Kedua, lokasi tanah wakaf. Menurutnya, hingga sekarang masih banyak tanah wakaf yang peruntukannya hanya untuk sosial, seperti masjid dan pendidikan. Padahal, sambungnya, peruntukkan tanah wakaf juga bisa untuk komersialisasi.
Ia menyebut contoh kasus tanah wakaf Said Na'um di Tanah Abang, Jakarta Pusat, yang tidak dapat dimanfaatkan dengan baik, yakni hanya untuk sosial. Menurutnya, tanah tersebut awalnya 7 hektare, kemudian seiring berjalannya waktu, kini tinggal 3,5 hektare. Ia melanjutkan, kalau pemanfaatannya hanya untuk masjid dan sekolahan, maka tidak bisa membiayai dirinya sendiri karena terbatas biayanya.
Dalam upaya memaksimalkan pemanfaatan tanah tersebut, pihaknya mengaku sudah mengajukan izin ke Gubernur DKI Jakarta untuk mengubah Rencana Umum Tata Ruang (RUTR). "Di samping untuk sosial, juga untuk komersial, sehingga di situ bisa didirikan bangunan-bangunan bisnis. Hasil dari bisnisnya itu tadi itu dipakai untuk kegiatan sosialnya," ucapnya.
Selain itu, potensi wakaf yang dinilai tak kalah penting, ialah berupa wakaf uang (cash wakaf). Ia mengatakan, wakaf uang ini jumlahnya tidak dibatasi. Begitu juga dengan waktunya yang dinilai bisa fleksibel atau bersifat sementara. "Hal ini bisa dilaksanakan karena diperbolehkan oleh Dewan Syariah Nasional.
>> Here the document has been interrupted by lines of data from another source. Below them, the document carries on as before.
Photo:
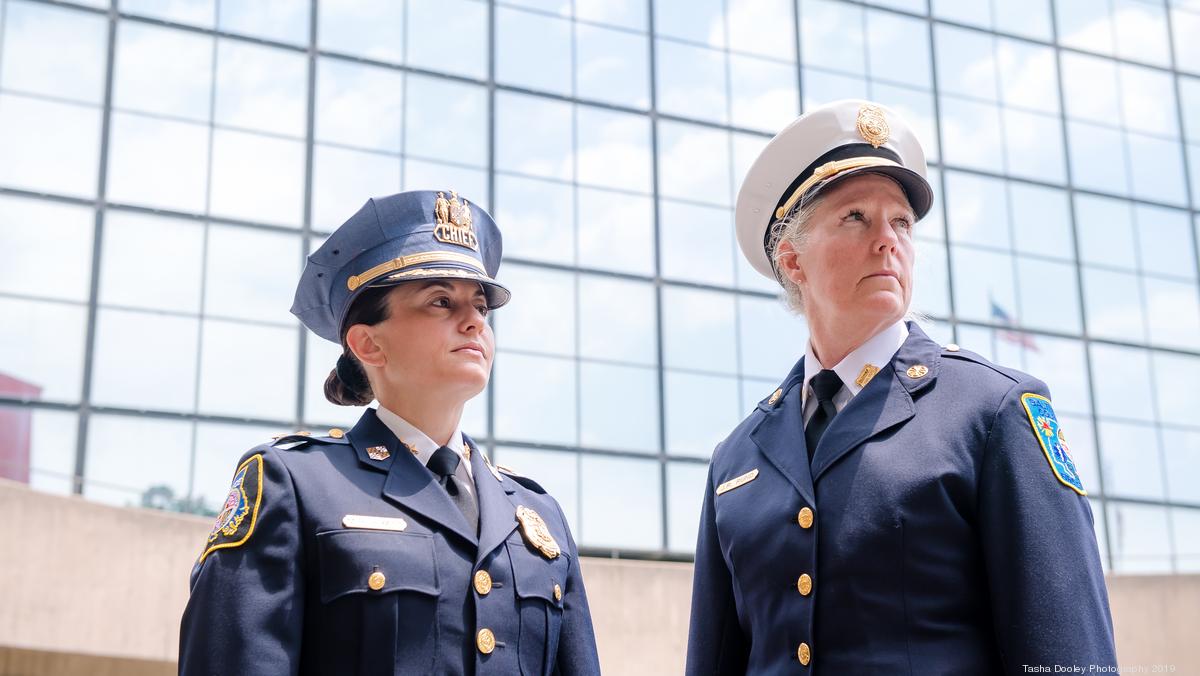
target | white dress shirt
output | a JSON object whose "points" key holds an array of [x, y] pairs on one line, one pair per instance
{"points": [[423, 447], [876, 352]]}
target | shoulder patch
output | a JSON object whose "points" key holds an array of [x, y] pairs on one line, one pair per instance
{"points": [[523, 480], [1054, 444], [239, 514]]}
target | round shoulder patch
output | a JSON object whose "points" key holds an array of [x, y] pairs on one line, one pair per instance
{"points": [[1054, 444], [239, 514]]}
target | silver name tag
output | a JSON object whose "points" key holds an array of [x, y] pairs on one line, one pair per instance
{"points": [[373, 522]]}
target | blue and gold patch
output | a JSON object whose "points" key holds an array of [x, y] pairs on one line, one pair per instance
{"points": [[239, 514], [1054, 444]]}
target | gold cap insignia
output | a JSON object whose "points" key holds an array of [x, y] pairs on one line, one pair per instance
{"points": [[537, 533], [873, 125], [454, 221]]}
Contohnya, wakif (pihak yang melakukan wakaf) mewakafkan 100 juta rupiah untuk 5 tahun, nanti uang tersebut bisa kembali lagi," jelasnya.
Upaya itu dilakukan dengan kerja sama antara BWI, Bank Indonesia (BI) dan Kementerian Keuangan (Kemenkeu) dengan meluncurkan wakaf link sukuk.
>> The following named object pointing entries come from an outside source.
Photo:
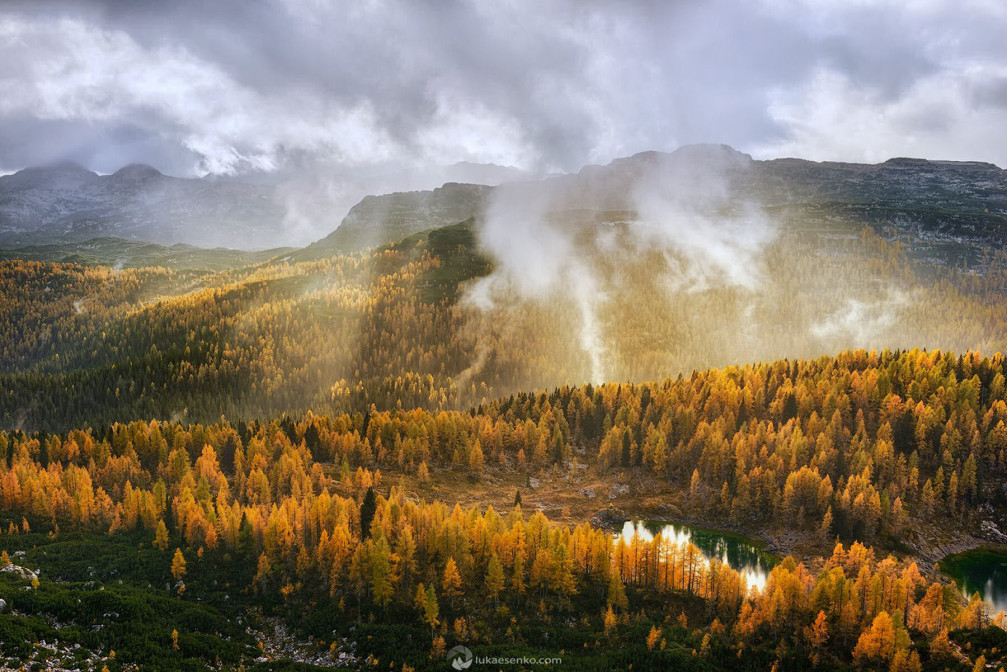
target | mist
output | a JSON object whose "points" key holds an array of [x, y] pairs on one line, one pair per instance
{"points": [[663, 264], [339, 102]]}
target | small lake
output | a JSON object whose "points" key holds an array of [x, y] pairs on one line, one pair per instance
{"points": [[980, 570], [741, 554]]}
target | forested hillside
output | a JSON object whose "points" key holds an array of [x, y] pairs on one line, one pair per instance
{"points": [[305, 519], [403, 325]]}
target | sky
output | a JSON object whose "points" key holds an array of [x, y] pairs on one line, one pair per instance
{"points": [[360, 91]]}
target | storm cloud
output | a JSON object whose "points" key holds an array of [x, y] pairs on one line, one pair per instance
{"points": [[388, 90]]}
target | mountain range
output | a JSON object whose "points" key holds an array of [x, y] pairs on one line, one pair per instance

Wakaf link sukuk merupakan salah satu bentuk investasi sosial di Indonesia di mana wakaf uang yang dikumpulkan oleh BWI selaku nadzir melalui BNI Syariah sebagai Lembaga Keuangan Syariah Penerima Wakaf Uang (LKSPWU) akan dikelola dan ditempatkan pada instrumen Sukuk Negara atau SBSN (Surat Berharga Syariah Negara) yang diterbitkan oleh Kemenkeu.
"Panjenengan terima duit, belikan sukuk, dapat 9 persen. Pemerintah juga senang karena ada cash yang dipakai untuk mendanai pembangunan. Nah, (program) ini sedang berjalan," ucapnya. (Husni Sahal/Muiz)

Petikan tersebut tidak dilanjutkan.